Adam Asquith has filed a motion for a TRO to stop KIUC from collecting the $10.27 monthly smart meter opt-out fee until a vote on the question is held next spring.
At least, that's part of what he's asking for. What he really wants is the elimination of any fee at all, regardless of how a majority of the members vote. In his “prayer for relief,” Adam requests a court order suspending the fees until:
KIUC establishes policies that do not extort fees from the plaintiff for preventing the invasion of the privacy of his home by the Defendant [KIUC]
Or in less dramatic rhetoric: no opt-out fee period. At least, none for Adam. And what the utility gives Adam, it has to give everyone else.
People should have the right to “opt-out” from having a smart meter installed, and about 10 percent of the co-op members have exercised it. But it's unfair to expect the other members to pay the costs of reading the analog meters — costs that KIUC justified to the satisfaction of the Public Utilities Commission.
I've primarily heard two arguments from those who think everyone should pay for what the state Consumer Advocate has termed “cost-causers.”
The first: People shouldn't have to pay for their health and privacy. Perhaps not, but they do it all the time. They pay for supplements, gym memberships, organic food, better quality bike helmets, encryption software, unlisted numbers, phone scramblers, etc., etc., all to ensure health and privacy. Why should having an analog meter be any different? And in any case, those making this argument aren't really saying “people shouldn't pay.” They're saying “all of you should pay for us.”

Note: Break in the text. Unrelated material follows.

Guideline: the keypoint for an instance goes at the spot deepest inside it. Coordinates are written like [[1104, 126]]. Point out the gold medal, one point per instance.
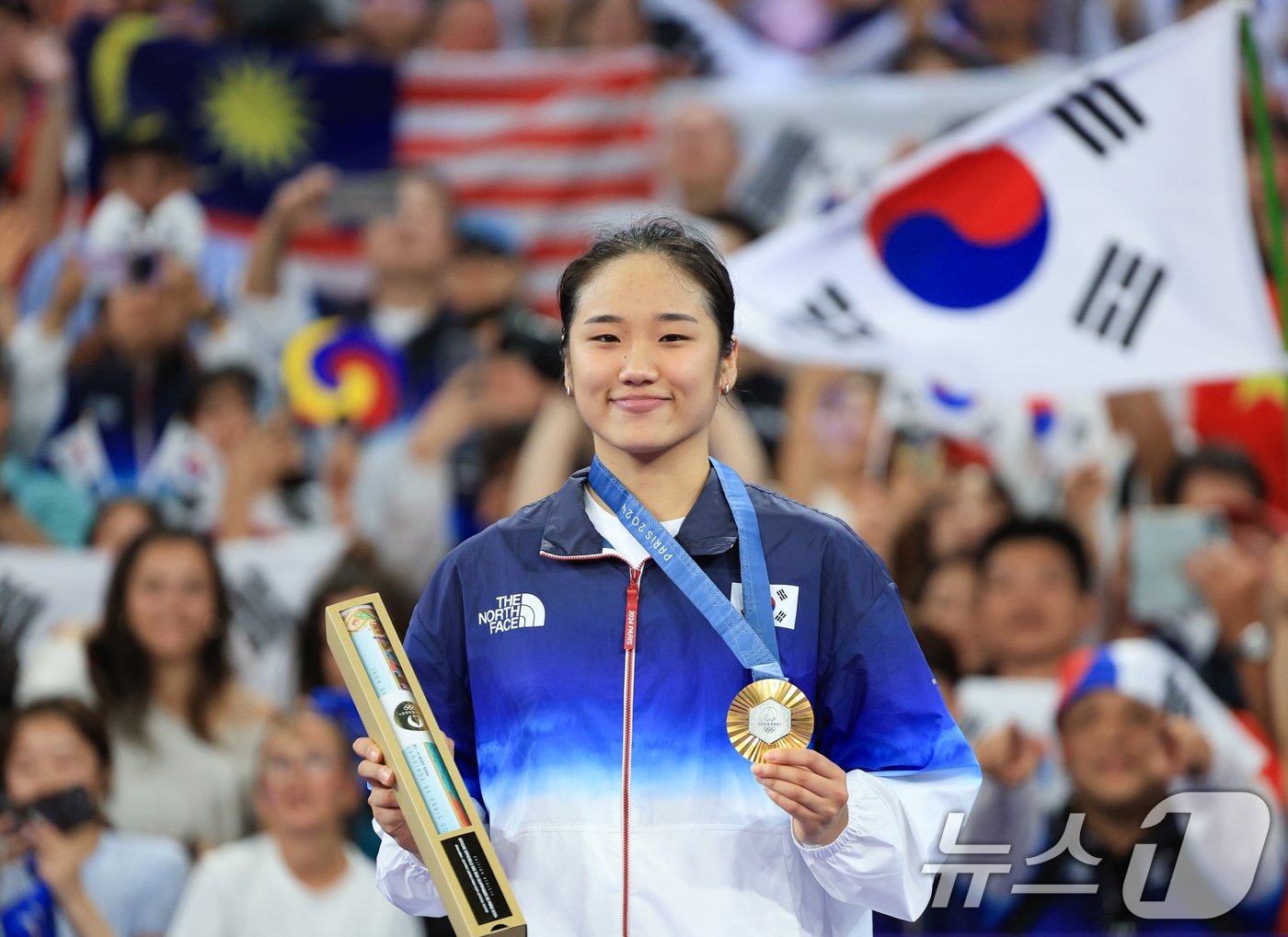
[[769, 714]]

The second: It's punitive, penalizing those who opted-out. The PUC — headed by Mina Morita — nixed that argument in its decision and order approving the fees:
Such a cost recovery approach from the cost-causing customer is reasonable. Thus, the perception that the assessment of the one-time and monthly recurring charges constitutes a penalty for customers that have opted-out of using standard meters is without merit.

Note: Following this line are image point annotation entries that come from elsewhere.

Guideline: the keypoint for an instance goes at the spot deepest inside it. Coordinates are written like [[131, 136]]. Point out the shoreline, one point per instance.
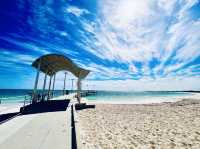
[[194, 96]]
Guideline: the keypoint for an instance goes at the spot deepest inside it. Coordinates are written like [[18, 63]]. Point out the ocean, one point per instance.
[[12, 96], [138, 97]]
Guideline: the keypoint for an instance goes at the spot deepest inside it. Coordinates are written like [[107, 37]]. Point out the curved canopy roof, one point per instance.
[[52, 63]]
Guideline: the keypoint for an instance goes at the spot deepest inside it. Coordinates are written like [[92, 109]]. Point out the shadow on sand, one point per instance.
[[8, 116], [46, 106], [84, 106], [40, 107]]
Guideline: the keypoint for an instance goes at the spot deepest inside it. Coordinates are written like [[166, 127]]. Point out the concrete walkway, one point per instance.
[[48, 130]]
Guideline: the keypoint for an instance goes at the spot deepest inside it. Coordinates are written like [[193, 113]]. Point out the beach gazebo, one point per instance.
[[50, 64]]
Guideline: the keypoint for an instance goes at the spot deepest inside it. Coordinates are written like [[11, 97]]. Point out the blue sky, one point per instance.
[[127, 44]]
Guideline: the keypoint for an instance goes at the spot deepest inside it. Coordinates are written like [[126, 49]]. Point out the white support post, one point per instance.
[[72, 85], [54, 79], [49, 87], [36, 84], [44, 86], [79, 90], [64, 83]]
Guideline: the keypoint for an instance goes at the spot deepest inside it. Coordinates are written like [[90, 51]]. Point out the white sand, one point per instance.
[[164, 125], [37, 131]]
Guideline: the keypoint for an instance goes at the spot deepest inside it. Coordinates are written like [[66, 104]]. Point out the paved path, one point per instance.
[[48, 130]]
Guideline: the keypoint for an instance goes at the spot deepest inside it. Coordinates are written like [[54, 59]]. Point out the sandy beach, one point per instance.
[[162, 125]]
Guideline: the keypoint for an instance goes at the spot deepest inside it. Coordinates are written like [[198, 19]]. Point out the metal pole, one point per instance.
[[79, 90], [54, 78], [44, 85], [49, 87], [36, 83], [64, 83], [72, 85]]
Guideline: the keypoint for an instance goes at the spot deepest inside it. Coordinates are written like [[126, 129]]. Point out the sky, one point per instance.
[[126, 44]]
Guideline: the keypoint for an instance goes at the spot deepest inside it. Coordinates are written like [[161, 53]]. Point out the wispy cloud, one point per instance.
[[128, 40]]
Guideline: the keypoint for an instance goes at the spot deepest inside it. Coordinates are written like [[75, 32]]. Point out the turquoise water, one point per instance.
[[17, 96], [13, 96], [138, 97]]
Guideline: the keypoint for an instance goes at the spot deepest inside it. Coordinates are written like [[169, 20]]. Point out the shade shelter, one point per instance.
[[50, 64]]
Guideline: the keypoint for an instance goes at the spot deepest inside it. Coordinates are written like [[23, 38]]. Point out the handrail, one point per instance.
[[25, 100]]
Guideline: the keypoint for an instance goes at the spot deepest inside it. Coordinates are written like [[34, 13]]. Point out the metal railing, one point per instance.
[[27, 100]]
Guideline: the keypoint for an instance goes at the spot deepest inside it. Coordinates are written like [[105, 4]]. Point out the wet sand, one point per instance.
[[120, 126]]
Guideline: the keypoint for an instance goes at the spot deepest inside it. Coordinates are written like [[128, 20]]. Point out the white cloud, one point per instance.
[[76, 11]]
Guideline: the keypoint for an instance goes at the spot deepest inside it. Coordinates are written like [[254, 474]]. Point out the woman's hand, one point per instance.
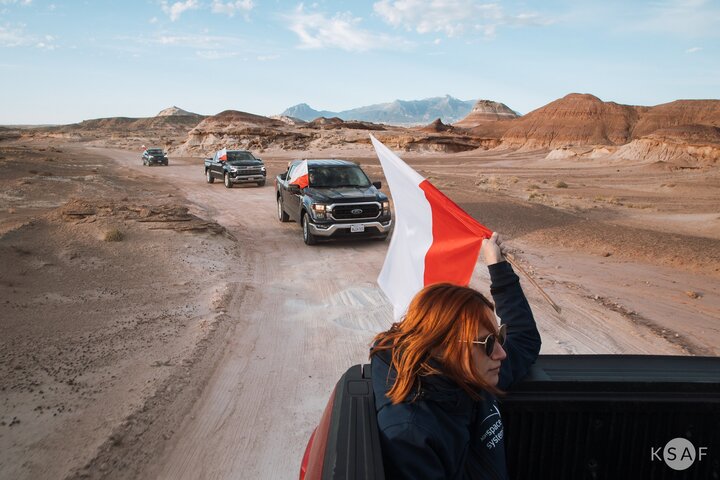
[[493, 250]]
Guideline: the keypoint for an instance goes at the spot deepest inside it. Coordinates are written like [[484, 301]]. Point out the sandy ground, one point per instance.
[[205, 343]]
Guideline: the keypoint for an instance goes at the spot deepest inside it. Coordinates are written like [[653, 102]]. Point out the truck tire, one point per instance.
[[282, 216], [308, 237]]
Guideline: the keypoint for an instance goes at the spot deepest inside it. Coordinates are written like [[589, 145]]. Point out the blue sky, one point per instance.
[[66, 61]]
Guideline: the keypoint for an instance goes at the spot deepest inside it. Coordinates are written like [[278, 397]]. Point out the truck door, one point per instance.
[[216, 166], [292, 201]]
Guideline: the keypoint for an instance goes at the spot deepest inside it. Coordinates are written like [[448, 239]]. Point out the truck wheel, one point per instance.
[[282, 216], [308, 237]]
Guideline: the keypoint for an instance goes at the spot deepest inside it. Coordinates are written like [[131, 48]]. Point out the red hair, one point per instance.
[[440, 323]]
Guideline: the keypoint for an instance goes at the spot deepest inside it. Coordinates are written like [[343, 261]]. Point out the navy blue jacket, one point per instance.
[[440, 432]]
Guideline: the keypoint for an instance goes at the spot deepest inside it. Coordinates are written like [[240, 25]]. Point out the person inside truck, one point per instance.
[[437, 374]]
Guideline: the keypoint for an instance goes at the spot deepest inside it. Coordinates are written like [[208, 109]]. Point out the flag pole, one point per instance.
[[517, 266]]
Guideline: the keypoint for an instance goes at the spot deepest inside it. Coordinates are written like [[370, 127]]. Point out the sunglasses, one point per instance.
[[492, 339]]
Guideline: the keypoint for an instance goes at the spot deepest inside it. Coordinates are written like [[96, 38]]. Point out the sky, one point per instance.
[[68, 61]]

In short, KIUC has sufficiently demonstrated that it incurs costs in installing and utilizing non-standard meters, and such costs should be passed on to the cost-causing customer and not to customers that have chosen to utilize standard meters.
Adam, and the other members who circulated a petition that will bring the fee to a vote of the members in January, think the initial decision to impose a fee should have been made by the whole membership.
But it's not like the members never had any say. The fee was approved through a public process that included a KIUC meeting, with opportunity for member testimony, and a PUC review with public testimony. The fee was also approved by the Consumer Advocate, who stated:
1. "[O]ne of the significant issues that is being addressed is cost-causation, in which utility costs incurred to benefit a specific customer group of customers, or customer class, are assigned as much as possible to the customer, group of customers, or customer class that causes those costs to be incurred to prevent other customers or customer classes from paying for or subsidizing the 'cost-causer.' This is sometimes generally referred to as 'the costs following the cost-causer.' "
That seems a reasonable rationale, reached through an open process, and it's what's been adopted elsewhere.
But no, it's not enough, the process will go on, dragged out by those who aren't necessarily concerned primarily with their fellow coopers — despite lofty language about democracy and transparency.
Let's face it: the people who were not happy with the original decision to install smart meters are of course not happy with the decision to charge opt-out fees. Just as they will not be happy with the election results, or anything that arises having to do with smart meters. Because what they really want is to get rid of the smart meters altogether.
Which is their opinion, and they're entitled to it, but at what point do you decide — as a member-owned cooperative — that ship has sailed? Or do the 10 percent who don't want smart meters get to keep using new ploys to hold the other 90 percent hostage at the dock?